From green space to boat ramps, splashpads, playgrounds and urban gardens the Land and Water Conservation Fund has helped parks departments across the country purchase and improve outdoor recreation space in every congressional district in every state. Now is the time to learn more about the Land and Water Conservation Fund and about some easy steps to ensure that this program continues.
What Is the Land and Water Conservation Fund?
The Land and Water Conservation Fund (LWCF) provides financial resources for federal and local recreation projects from the revenue generated from oil and gas leases on federal land. On the federal side, this money is used for land acquisition and is largely responsible for the expansion of trails, parks and other recreation spaces. The portion of the fund that is most important to NRPA members, however, is the State and Local Assistance Grants, or stateside grants, which have provided $3.6 billion in federal funds to every state, territory and the District of Columbia.
The stateside grants begin with states engaging both their residents and state leaders to determine their outdoor recreation assets and needs, and their priorities and goals for increasing outdoor recreation. Based on these goals, states allocate the money received each year from the federal government to state projects, and funding projects at the local park and recreation level. The allocation that a state receives is based on a formula that uses state population as the largest determining factor.
Deadlines, criteria and selection vary slightly from state to state, but one major requirement for projects is that the funding must be matched at a 1:1 level by local funding.
Within LWCF, there is also a grant program that specifically targets more urban areas. The Outdoor Recreation Legacy Partnership (ORLP), created in 2014, is a fund that is distributed through a nationally competitive program to cities with more than 50,000 people. ORLP grants are larger in size than the standard stateside grants and are designed to go to economically disadvantaged urban areas where opportunities for outdoor recreation are limited, but they also require the local dollar-for-dollar funding match. This program has been successful in connecting underserved communities to nature in our most urban areas.
What Is Happening with LWCF?
LWCF is politically popular, doesn’t use taxpayer money and is distributed to every state in the country, so it appears to be a no-brainer of a program, and, to some extent, it is. In the past several years, the program has seen increased federal appropriations due, in no small part, to the advocacy work of NRPA members. It was authorized in 1964, and, during the more than 50 years of its existence, has received broad bipartisan support. NRPA supports its permanent reauthorization, but, recently, Congress has insisted on more short-term reauthorization bills. Three years ago, Congress passed the current program authorization, but it expires September 30, 2018, the end of this federal fiscal year. While both the House and Senate have made progress toward reauthorization, that deadline will soon be here.

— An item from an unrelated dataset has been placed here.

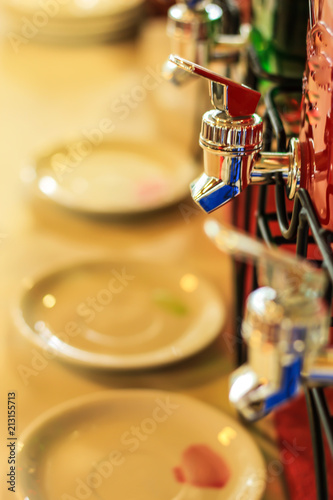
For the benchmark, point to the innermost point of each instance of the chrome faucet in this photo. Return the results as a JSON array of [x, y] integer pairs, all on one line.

The House of Representatives has a piece of legislation (H.R. 502) that currently has 227 cosponsors, more than half of the House of Representatives. While it’s encouraging that many members support of the LWCF, it hasn’t been given a vote in either the House Natural Resources Committee or before the full House of Representatives.
Compromise legislation, contained in the Energy and Natural Resources Act of 2017 (S. 1460), cleared the Committee on Energy and Natural Resources but hasn’t received time for consideration by the full Senate. The Senate has been toying with the idea of bringing an energy bill to the Senate floor for consideration, and this is a great opportunity to extend LWCF for years to come. While it becomes more challenging to get money for the program from Congress, anyone who relies on LWCF funding can take some comfort in knowing that if its authorization expires, the program does not cease to exist when the authorization expires, come October 1.
What Can You Do?
It is imperative that Congress hear from the users of the LWCF about the importance of this program, specifically of the stateside grants. Public pressure needs to be applied to get the LWCF considered by both the House and Senate. One of the easiest ways to do that is by letting your member of Congress know about the parks in your community that have been funded through the LWCF.
NRPA’s public policy team can work with you to invite those members of Congress to visit your park over the summer. Our Park Champion program makes it easy to invite your local legislators. If you have received funding over the past few years for a park that’s hosting a groundbreaking, ribbon cutting or other event, let us help you bring it to the attention of your members of Congress.
The LWCF ensures that land for recreation will be around for future generations to enjoy. The public policy team looks forward to working with you to ensure its continued success.